Congressman Denny Heck
Representing the 10th District of Washington
Revenue up, but so are the state’s challenges
K-12 FUNDING, WORKER PAY: The latest quarterly revenue forecast for state government had good news for state budget writers and legislators next year. Collections of revenue since June have exceeded expectations by $336 million for the budget cycle ending in June 2017.
Another $125 million or more is expected above the previous forecast for the 2017-19 biennium. That brings the total of newly expected funds to the neighborhood of a half-billion dollars for both budget periods. Taxes from real estate sales are a part of the increase.
All that is good, and better than the opposite — a decrease. But the growing economy isn’t a silver bullet for the state’s pending budget problem for the 2017-2019 biennium. That is the one that candidates for the House and Senate this year will be tackling in January.
First, the new money isn’t nearly enough to solve the state’s K-12 funding problem. In what is known as the McCleary decision, the state Supreme Court found the state’s funding of K-12 public schools is unconstitutional, because it relies too much on local school property tax levies that vary widely community to community.

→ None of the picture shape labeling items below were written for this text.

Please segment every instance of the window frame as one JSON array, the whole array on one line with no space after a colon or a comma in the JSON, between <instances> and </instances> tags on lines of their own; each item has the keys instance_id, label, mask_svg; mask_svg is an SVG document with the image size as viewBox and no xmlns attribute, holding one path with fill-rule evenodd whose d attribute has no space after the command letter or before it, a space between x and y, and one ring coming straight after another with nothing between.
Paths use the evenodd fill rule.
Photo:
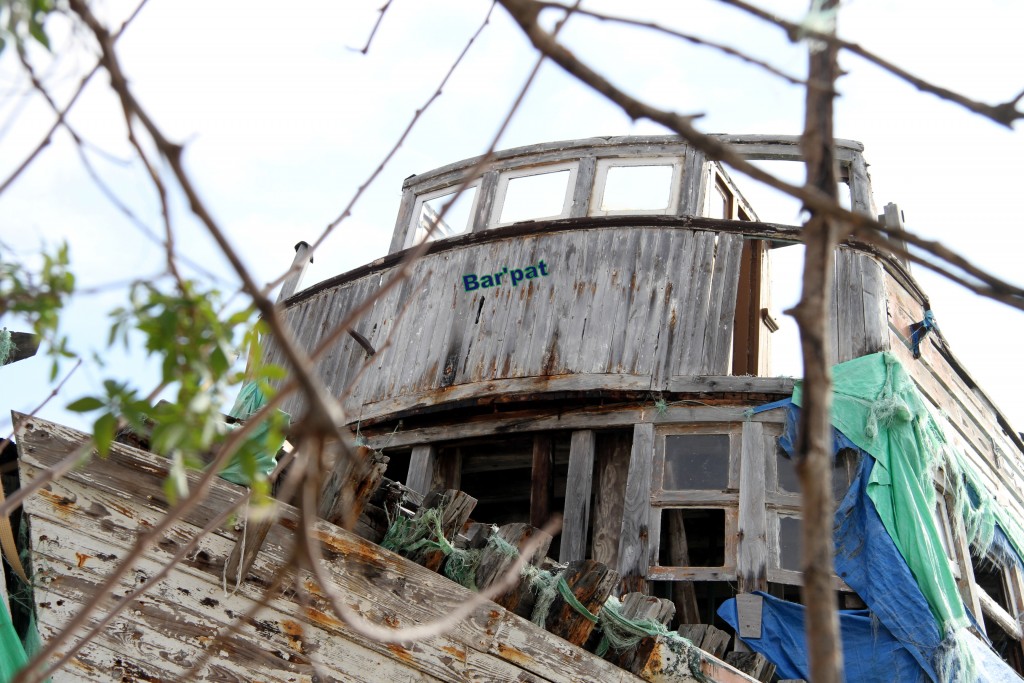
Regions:
<instances>
[{"instance_id":1,"label":"window frame","mask_svg":"<svg viewBox=\"0 0 1024 683\"><path fill-rule=\"evenodd\" d=\"M608 171L613 168L634 166L670 166L672 177L669 180L669 203L664 209L602 209L604 190L607 186ZM597 160L594 174L594 187L591 190L591 216L671 216L679 210L679 199L682 196L683 158L682 157L640 157L625 159L607 157Z\"/></svg>"},{"instance_id":2,"label":"window frame","mask_svg":"<svg viewBox=\"0 0 1024 683\"><path fill-rule=\"evenodd\" d=\"M558 214L549 216L534 216L532 218L524 218L522 220L502 222L502 211L505 209L505 200L508 196L509 182L518 178L526 178L531 175L547 175L549 173L559 173L561 171L568 171L569 177L565 182L565 196L562 198L562 209ZM540 166L526 166L510 171L503 171L498 176L498 187L495 191L495 205L487 220L487 228L505 227L506 225L514 225L515 223L528 222L531 220L558 220L559 218L568 218L569 213L572 211L572 198L575 194L575 183L579 174L579 159L569 162L544 164Z\"/></svg>"}]
</instances>

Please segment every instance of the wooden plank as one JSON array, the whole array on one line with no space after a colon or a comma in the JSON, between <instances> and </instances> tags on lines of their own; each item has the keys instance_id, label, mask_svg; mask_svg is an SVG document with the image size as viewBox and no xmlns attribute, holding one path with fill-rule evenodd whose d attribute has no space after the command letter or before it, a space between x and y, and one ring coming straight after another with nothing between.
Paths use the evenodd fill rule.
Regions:
<instances>
[{"instance_id":1,"label":"wooden plank","mask_svg":"<svg viewBox=\"0 0 1024 683\"><path fill-rule=\"evenodd\" d=\"M689 282L684 285L686 289L680 292L685 301L677 315L681 333L680 342L678 346L670 349L669 372L672 375L705 374L701 371L701 359L709 303L713 296L712 281L717 261L717 240L718 236L714 232L696 233ZM665 379L668 380L668 377ZM658 386L665 384L666 382L660 382Z\"/></svg>"},{"instance_id":2,"label":"wooden plank","mask_svg":"<svg viewBox=\"0 0 1024 683\"><path fill-rule=\"evenodd\" d=\"M730 344L736 314L736 290L739 286L740 258L743 239L738 234L721 232L715 255L712 291L708 305L707 327L702 347L702 360L698 375L726 375L731 358Z\"/></svg>"},{"instance_id":3,"label":"wooden plank","mask_svg":"<svg viewBox=\"0 0 1024 683\"><path fill-rule=\"evenodd\" d=\"M551 518L554 502L554 452L547 434L534 436L534 463L530 469L529 523L541 527Z\"/></svg>"},{"instance_id":4,"label":"wooden plank","mask_svg":"<svg viewBox=\"0 0 1024 683\"><path fill-rule=\"evenodd\" d=\"M680 216L690 214L699 216L703 213L703 167L707 158L698 150L687 150L683 159L683 173L680 178L679 207L676 213Z\"/></svg>"},{"instance_id":5,"label":"wooden plank","mask_svg":"<svg viewBox=\"0 0 1024 683\"><path fill-rule=\"evenodd\" d=\"M597 437L593 557L608 566L618 565L618 533L623 524L631 444L631 435L624 431Z\"/></svg>"},{"instance_id":6,"label":"wooden plank","mask_svg":"<svg viewBox=\"0 0 1024 683\"><path fill-rule=\"evenodd\" d=\"M25 467L23 472L26 480L31 479L34 473L58 462L78 442L87 438L80 432L67 430L45 421L32 421L31 424L33 428L29 430L23 422L18 434L19 445L24 443L25 446L32 446L31 452L26 451L23 454ZM72 473L61 482L76 488L58 487L55 490L60 493L54 495L52 500L40 496L30 499L32 503L28 505L31 508L38 501L39 505L51 508L53 510L51 516L55 517L54 523L58 524L61 529L66 530L69 527L83 529L91 524L91 528L96 530L96 535L87 535L88 538L102 537L103 543L109 543L111 539L121 539L119 543L122 544L120 546L122 551L119 552L123 552L134 543L137 529L152 525L164 514L165 508L160 498L160 492L162 478L166 475L166 467L161 464L162 462L162 459L150 454L115 444L110 459L94 461L87 469ZM125 477L131 479L133 484L131 487L125 485ZM194 475L190 475L190 478L195 480ZM93 500L92 497L96 495L108 498ZM174 525L171 535L167 537L167 542L155 546L150 551L155 559L151 564L140 568L147 574L152 574L153 569L148 567L159 568L163 566L169 553L174 551L178 543L195 536L196 525L205 524L212 515L217 514L223 508L223 505L242 495L244 495L244 489L241 487L215 481L211 496L186 513L183 519ZM110 502L113 499L121 501L118 508L113 507L114 504ZM125 514L118 512L118 509L123 510ZM30 514L34 514L34 512L30 510ZM249 601L259 599L261 587L269 583L271 573L276 567L287 562L288 545L294 533L296 519L295 511L286 506L279 524L271 529L267 543L253 566L251 577L248 577L240 587L237 593L238 596L241 596L239 599L245 598ZM87 520L92 521L87 522ZM114 523L115 520L120 521ZM128 524L129 527L125 527L124 524ZM118 529L123 530L118 531ZM431 621L444 615L454 605L460 604L470 595L452 582L402 560L392 553L382 551L380 548L326 522L317 522L315 529L324 544L325 566L330 570L338 590L344 592L346 601L353 609L375 622L386 620L390 624L400 626ZM182 563L180 570L190 572L190 575L205 577L203 581L211 587L210 591L219 591L223 570L221 558L226 557L234 541L236 536L230 531L207 535L201 541L201 552L189 555L190 559ZM92 550L91 547L76 545L75 542L53 544L53 549L58 550L62 555L59 557L59 562L51 563L52 566L72 566L73 570L81 561L76 560L74 553L83 549ZM100 568L100 565L88 558L83 564L84 566L81 567L83 573ZM129 574L126 581L131 584L135 581L135 577ZM67 586L68 583L63 582L58 585ZM306 590L309 591L308 597L311 606L316 610L314 621L317 627L331 629L332 633L348 640L349 635L342 625L332 618L325 618L329 610L324 601L322 589L307 583ZM84 596L88 593L80 591L80 594ZM286 606L289 604L293 606ZM245 611L244 606L238 609L232 607L232 611L241 613ZM286 613L288 610L295 609L294 603L280 597L271 601L271 608L284 609ZM573 652L572 656L565 657L563 653L566 650L564 648L570 647L567 643L562 641L559 644L549 634L544 634L536 627L519 620L510 622L515 625L515 628L502 631L501 636L504 640L499 641L499 629L488 631L486 625L495 624L495 620L502 623L508 616L508 612L501 607L494 604L485 605L475 611L466 622L455 625L453 631L443 637L443 642L434 641L435 645L431 645L429 642L426 644L417 642L415 657L411 656L413 650L406 647L394 648L381 644L375 645L382 648L380 652L375 650L375 653L388 656L383 651L386 649L392 653L391 660L393 661L408 661L412 658L416 661L415 666L423 666L426 669L425 664L421 665L421 659L424 658L424 655L420 654L421 647L432 648L432 650L428 649L427 651L436 653L434 660L439 663L438 666L441 667L451 667L454 661L461 664L461 661L472 659L473 657L468 657L465 654L455 656L453 653L453 650L466 652L466 650L471 649L477 653L489 655L487 658L495 663L495 666L477 669L475 673L468 675L468 678L475 677L476 680L506 678L510 671L508 665L524 668L531 672L546 671L548 678L545 680L553 681L636 680L623 674L609 675L609 671L613 670L610 670L606 663L601 663L596 657L581 650L569 650ZM66 617L61 618L67 621ZM524 642L523 639L527 639L531 649L519 650L518 652L503 651L498 643L510 642L511 639L516 639L520 643ZM317 642L319 641L319 637L317 637ZM429 657L427 658L429 659ZM558 671L549 671L552 661L559 663ZM340 680L361 680L354 676L347 677L346 674L339 676ZM497 679L494 678L496 676ZM461 676L453 676L451 673L437 678L463 680ZM424 680L430 679L424 678Z\"/></svg>"},{"instance_id":7,"label":"wooden plank","mask_svg":"<svg viewBox=\"0 0 1024 683\"><path fill-rule=\"evenodd\" d=\"M312 257L309 255L310 251L311 248L305 242L299 242L295 245L295 257L292 259L288 276L285 278L285 282L281 285L281 292L278 293L278 303L285 301L299 289L302 275L309 264L313 262Z\"/></svg>"},{"instance_id":8,"label":"wooden plank","mask_svg":"<svg viewBox=\"0 0 1024 683\"><path fill-rule=\"evenodd\" d=\"M601 606L618 585L618 572L594 560L574 560L569 562L559 581L565 582L577 601L590 614L582 614L559 592L551 603L544 627L573 645L582 646L597 625L596 617Z\"/></svg>"},{"instance_id":9,"label":"wooden plank","mask_svg":"<svg viewBox=\"0 0 1024 683\"><path fill-rule=\"evenodd\" d=\"M591 197L594 195L594 177L597 175L597 158L588 156L580 159L577 167L577 184L572 188L572 206L569 216L575 218L590 213Z\"/></svg>"},{"instance_id":10,"label":"wooden plank","mask_svg":"<svg viewBox=\"0 0 1024 683\"><path fill-rule=\"evenodd\" d=\"M393 254L406 248L410 226L413 224L413 209L416 208L416 193L407 189L401 194L401 204L398 205L398 217L394 221L394 233L391 236L391 246L387 252Z\"/></svg>"},{"instance_id":11,"label":"wooden plank","mask_svg":"<svg viewBox=\"0 0 1024 683\"><path fill-rule=\"evenodd\" d=\"M632 427L638 422L672 424L678 422L721 423L742 422L746 419L742 407L727 405L669 405L665 412L645 407L592 407L579 409L571 414L560 411L530 411L518 415L487 416L486 420L460 421L455 424L437 424L430 427L393 432L370 431L364 428L362 436L371 447L387 449L436 440L473 438L499 434L523 434L555 429L608 429ZM766 411L752 416L754 422L778 423L784 418L781 411ZM392 434L393 432L393 434Z\"/></svg>"},{"instance_id":12,"label":"wooden plank","mask_svg":"<svg viewBox=\"0 0 1024 683\"><path fill-rule=\"evenodd\" d=\"M590 530L590 501L594 477L597 439L591 430L572 432L569 442L569 471L565 489L565 511L558 561L562 564L587 557Z\"/></svg>"},{"instance_id":13,"label":"wooden plank","mask_svg":"<svg viewBox=\"0 0 1024 683\"><path fill-rule=\"evenodd\" d=\"M740 593L736 596L740 638L761 637L761 611L763 608L764 598L760 595Z\"/></svg>"},{"instance_id":14,"label":"wooden plank","mask_svg":"<svg viewBox=\"0 0 1024 683\"><path fill-rule=\"evenodd\" d=\"M633 449L626 479L626 505L618 541L618 573L624 592L646 593L648 529L650 527L650 483L654 461L654 425L633 428Z\"/></svg>"},{"instance_id":15,"label":"wooden plank","mask_svg":"<svg viewBox=\"0 0 1024 683\"><path fill-rule=\"evenodd\" d=\"M765 519L764 426L744 422L741 435L736 577L741 593L768 590L768 528Z\"/></svg>"},{"instance_id":16,"label":"wooden plank","mask_svg":"<svg viewBox=\"0 0 1024 683\"><path fill-rule=\"evenodd\" d=\"M667 518L669 526L669 564L677 567L689 566L689 546L686 542L686 528L683 526L682 511L666 510L662 514ZM676 614L679 616L680 624L700 623L700 609L697 606L693 582L674 583L672 601L676 605Z\"/></svg>"},{"instance_id":17,"label":"wooden plank","mask_svg":"<svg viewBox=\"0 0 1024 683\"><path fill-rule=\"evenodd\" d=\"M498 195L498 171L484 171L476 191L476 210L470 222L470 231L481 232L490 224L490 213L495 209L495 198Z\"/></svg>"}]
</instances>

Solving that problem could require another $3.5 billion in new school spending in the 2017-19 budget cycle. Other state needs compete for those dollars.
Already, we’ve gotten the first glimpse of higher costs for state payrolls. A tentative contract recently negotiated with the Washington Federation of State Employees could cost $170 million for general government agencies alone.
The contract calls for a 6 percent increase that would be granted in three steps of 2 percent starting next July 1 and ending in January 2019. The agreement reached with Gov. Jay Inslee’s labor office still needs to be ratified by state workers. It also must pass muster at the state Office of Financial Management as financially feasible and win the Legislature’s approval.
Republican Sen. John Braun of Centralia is already estimating that all state-government contracts could exceed $500 million in new labor costs for the next budget cycle. If true, that would more than eat up this week’s increase.
Braun said it is possible that lawmakers reject the contracts next year. There are not yet enough facts on the table to fairly judge the merit of the contracts, but paying state employees competitive wages should be considered a cost of doing business for government.
WTO RULING IS GOOD FOR WASHINGTON: A panel for the World Trade Organization found the European Union had not sufficiently limited the illegal subsidies given to Airbus, a major competitor to Boeing for global aircraft sales.
In total, some $22 billion in subsidies were identified over many years. The finding could let the U.S. seek countermeasures. This comes after the EU sued the U.S. over some $2.7 billion in subsidies to Boeing that the WTO ruled were illegal about five years ago. The assistance given to Boeing included 20-year tax breaks that Washington lawmakers granted in 2003 for the Dreamliner jet.
The worst outcome here would be a trade war with each side putting up barriers to trade. But the ruling does show that these trade organizations — and agreements — can work both ways. U.S. workers should gain from this ruling, even if it has taken a decade or more to get justice.
U.S. Rep. Denny Heck, an Olympia Democrat, said the ruling levels the playing field between Airbus and Boeing. He predicted that with the same rules in play for the U.S. and other countries, “Boeing and American manufacturing will come out on top.’’ One would hope so.